Germany’s economic Lebensraum was obtained in the end by the private arts of peace, not by the public arts of war. The lasting East Asian Co-prosperity Sphere was built by Japanese men in business suits, not in dive bombers. Europe recovered after its two 20th-century civil wars mainly through its own efforts of labor and investment, not mainly through government-to-government charity such as Herbert Hoover’s Commission or George Marshall’s Plan. Government-to-government foreign aid to the Third World has enriched tyrants, not helped the poor. The importation of socialism into the Third World, even in the relatively non-violent form of Congress-Party Fabian-Gandhism, unintentionally stifled growth, enriched large industrialists, and kept the people poor. Malthusian theories hatched in the West were put into practice by India and especially China, resulting in millions of missing girls.

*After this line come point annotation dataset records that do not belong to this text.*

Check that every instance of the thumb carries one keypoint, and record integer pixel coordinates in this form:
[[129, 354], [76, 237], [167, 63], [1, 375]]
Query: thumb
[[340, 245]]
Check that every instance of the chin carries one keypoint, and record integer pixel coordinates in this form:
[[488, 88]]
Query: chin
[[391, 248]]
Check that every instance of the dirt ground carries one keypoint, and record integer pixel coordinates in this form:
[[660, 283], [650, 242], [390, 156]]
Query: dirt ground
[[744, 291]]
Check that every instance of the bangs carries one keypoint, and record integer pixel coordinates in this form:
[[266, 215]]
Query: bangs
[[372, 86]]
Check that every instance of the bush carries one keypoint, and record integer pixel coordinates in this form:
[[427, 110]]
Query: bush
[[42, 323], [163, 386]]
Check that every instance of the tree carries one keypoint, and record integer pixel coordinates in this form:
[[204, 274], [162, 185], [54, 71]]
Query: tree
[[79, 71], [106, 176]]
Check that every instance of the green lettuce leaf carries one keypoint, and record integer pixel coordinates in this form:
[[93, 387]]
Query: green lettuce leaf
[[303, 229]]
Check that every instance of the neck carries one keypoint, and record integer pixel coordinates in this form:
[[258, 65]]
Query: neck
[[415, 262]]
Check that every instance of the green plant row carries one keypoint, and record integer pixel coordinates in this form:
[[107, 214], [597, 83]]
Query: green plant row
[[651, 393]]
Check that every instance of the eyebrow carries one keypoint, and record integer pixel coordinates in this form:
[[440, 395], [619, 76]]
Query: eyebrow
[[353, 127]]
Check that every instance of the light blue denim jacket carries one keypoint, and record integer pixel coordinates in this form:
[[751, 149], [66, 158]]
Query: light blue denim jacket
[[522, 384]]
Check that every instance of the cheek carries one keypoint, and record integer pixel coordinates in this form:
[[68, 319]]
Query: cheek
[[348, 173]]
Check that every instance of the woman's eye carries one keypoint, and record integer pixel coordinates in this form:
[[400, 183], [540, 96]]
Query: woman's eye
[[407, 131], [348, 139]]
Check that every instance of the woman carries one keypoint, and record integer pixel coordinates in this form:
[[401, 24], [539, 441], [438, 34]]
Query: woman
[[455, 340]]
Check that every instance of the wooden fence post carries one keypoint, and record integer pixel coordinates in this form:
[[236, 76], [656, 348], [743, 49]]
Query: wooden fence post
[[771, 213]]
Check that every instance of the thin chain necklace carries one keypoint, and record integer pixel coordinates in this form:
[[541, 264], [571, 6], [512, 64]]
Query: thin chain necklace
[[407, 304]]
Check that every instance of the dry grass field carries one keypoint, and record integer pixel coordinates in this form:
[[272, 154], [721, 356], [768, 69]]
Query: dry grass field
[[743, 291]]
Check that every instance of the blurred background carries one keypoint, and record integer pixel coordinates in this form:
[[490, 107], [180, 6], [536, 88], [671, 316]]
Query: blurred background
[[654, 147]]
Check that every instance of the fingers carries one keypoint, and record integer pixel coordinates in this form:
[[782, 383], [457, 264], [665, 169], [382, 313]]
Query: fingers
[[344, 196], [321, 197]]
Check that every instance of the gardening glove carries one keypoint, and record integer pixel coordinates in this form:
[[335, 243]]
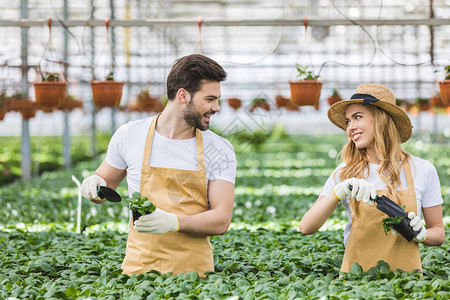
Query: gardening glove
[[158, 222], [89, 188], [360, 190], [417, 224]]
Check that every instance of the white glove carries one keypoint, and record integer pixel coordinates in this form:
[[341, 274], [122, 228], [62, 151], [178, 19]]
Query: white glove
[[89, 188], [418, 224], [361, 190], [158, 222]]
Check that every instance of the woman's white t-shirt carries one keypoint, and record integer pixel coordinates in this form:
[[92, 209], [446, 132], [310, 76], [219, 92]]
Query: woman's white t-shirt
[[426, 185], [126, 151]]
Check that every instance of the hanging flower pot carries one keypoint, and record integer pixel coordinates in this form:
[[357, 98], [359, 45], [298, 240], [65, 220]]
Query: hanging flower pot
[[50, 92], [444, 86], [49, 87], [282, 101], [234, 103], [2, 113], [259, 103], [70, 103], [306, 91], [107, 93], [335, 97]]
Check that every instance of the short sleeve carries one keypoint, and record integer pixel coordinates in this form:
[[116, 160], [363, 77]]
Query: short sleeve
[[222, 161], [115, 155], [432, 193], [331, 182]]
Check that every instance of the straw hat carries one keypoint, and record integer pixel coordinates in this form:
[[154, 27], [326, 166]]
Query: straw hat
[[376, 95]]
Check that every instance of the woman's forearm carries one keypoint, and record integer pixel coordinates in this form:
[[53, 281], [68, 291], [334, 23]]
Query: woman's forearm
[[316, 216]]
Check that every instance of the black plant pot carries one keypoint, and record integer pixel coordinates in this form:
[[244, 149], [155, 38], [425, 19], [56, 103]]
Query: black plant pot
[[137, 215], [392, 209]]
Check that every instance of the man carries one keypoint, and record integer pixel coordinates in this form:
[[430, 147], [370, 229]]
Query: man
[[187, 171]]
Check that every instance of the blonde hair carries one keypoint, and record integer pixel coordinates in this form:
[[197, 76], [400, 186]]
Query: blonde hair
[[388, 149]]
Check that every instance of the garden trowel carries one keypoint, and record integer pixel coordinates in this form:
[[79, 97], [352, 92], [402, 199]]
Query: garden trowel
[[108, 193]]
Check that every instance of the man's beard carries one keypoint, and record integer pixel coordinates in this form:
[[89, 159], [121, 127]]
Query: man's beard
[[193, 118]]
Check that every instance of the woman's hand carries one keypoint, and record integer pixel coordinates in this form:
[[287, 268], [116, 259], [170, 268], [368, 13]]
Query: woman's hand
[[359, 189]]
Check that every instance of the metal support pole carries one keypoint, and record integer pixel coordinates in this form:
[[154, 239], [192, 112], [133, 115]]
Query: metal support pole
[[25, 143], [113, 46], [93, 140], [66, 131]]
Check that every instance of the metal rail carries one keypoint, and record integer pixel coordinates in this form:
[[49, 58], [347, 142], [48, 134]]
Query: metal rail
[[227, 22]]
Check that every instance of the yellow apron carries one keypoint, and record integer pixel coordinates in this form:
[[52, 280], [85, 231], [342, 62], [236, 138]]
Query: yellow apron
[[367, 243], [176, 191]]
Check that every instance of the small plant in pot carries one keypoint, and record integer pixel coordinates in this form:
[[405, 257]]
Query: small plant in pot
[[261, 103], [306, 91], [140, 206], [234, 103], [335, 97], [107, 92], [444, 86]]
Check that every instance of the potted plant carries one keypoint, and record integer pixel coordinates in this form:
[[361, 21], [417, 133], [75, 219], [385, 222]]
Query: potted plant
[[71, 103], [282, 101], [140, 206], [335, 97], [444, 86], [306, 91], [261, 103], [49, 87], [108, 92], [234, 103], [423, 104]]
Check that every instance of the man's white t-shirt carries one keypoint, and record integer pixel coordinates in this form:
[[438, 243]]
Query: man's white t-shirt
[[426, 185], [126, 152]]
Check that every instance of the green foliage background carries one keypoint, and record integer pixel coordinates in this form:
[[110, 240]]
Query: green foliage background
[[262, 256]]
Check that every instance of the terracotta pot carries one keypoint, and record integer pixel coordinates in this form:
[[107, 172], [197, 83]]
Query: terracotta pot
[[29, 110], [444, 86], [71, 104], [107, 93], [306, 92], [436, 101], [50, 94], [282, 101], [2, 114], [234, 103], [334, 99]]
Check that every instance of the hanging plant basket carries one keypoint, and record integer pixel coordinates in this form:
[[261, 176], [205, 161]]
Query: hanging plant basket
[[70, 103], [334, 98], [444, 86], [282, 101], [306, 92], [107, 93], [234, 103], [49, 87], [50, 94], [2, 114]]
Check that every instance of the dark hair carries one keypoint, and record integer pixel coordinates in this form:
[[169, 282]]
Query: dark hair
[[190, 71]]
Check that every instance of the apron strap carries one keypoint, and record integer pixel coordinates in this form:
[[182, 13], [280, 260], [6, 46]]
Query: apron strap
[[149, 142]]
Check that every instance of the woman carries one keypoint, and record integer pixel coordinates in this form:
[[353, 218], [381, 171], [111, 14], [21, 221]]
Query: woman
[[374, 163]]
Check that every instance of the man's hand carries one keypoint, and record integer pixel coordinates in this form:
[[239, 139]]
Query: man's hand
[[158, 222], [89, 188], [360, 190]]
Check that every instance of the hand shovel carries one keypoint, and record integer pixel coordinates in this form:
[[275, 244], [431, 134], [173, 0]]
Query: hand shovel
[[392, 209], [108, 193]]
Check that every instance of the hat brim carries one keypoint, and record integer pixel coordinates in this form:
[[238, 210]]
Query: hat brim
[[336, 114]]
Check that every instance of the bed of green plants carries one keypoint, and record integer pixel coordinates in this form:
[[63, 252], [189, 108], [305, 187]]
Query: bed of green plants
[[262, 256]]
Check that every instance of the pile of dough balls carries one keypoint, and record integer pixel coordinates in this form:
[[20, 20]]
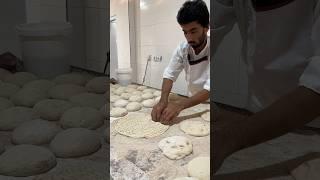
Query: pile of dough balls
[[62, 113]]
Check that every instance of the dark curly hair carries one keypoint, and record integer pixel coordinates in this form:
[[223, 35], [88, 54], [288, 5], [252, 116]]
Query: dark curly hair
[[194, 10]]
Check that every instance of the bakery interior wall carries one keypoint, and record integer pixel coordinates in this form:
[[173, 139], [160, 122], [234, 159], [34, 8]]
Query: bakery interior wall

Most if not all of these assertions are arguable at best, which is presumably why we’re given so many, so rapidly; some of this mud is going to stick, and thus make it clear that state intervention is not the magic bullet that will always, in every circumstance, solve every problem and make everyone’s life better. Thing is, has anyone ever actually believed that, as opposed to believing that in some circumstances state intervention may be the best means of addressing certain problems, and a better option than trusting solely in the market? But the rhetorical effect of this litany of examples is to imply that state intervention, of any kind, is always a bad thing – without ever actually committing to that view explicitly. Anything bad that any state has ever done is chalked up against all states (“Governments have outlawed needle exchanges and condom advertising, and denied the existence of AIDS” – which thus of course discounts the efforts that other governments have made to promote safe sex). Even apparent state successes like the Marshall plan were actually quite trivial and their good effects probably accidental (multiplier effect? what multiplier effect?)
Now, this sort of crude historical account is entirely familiar from the less subtle outreaches of libertarianism and Randism: state = Stalin and slavery, unions = Commie conspiracy against the decent working man and so forth. But this is Deirdre McCloskey, author of The Rhetoric of Economics, after 25 years still one of the finest and most astute accounts of the rhetorical techniques of the social sciences. It surely can’t be that she is unaware of what’s she’s doing and how she’s trying to manipulate the reader in support of a wholly ideological position?
How can a person such as myself tell Deirdre McCloskey that her rhetoric is embarrassing?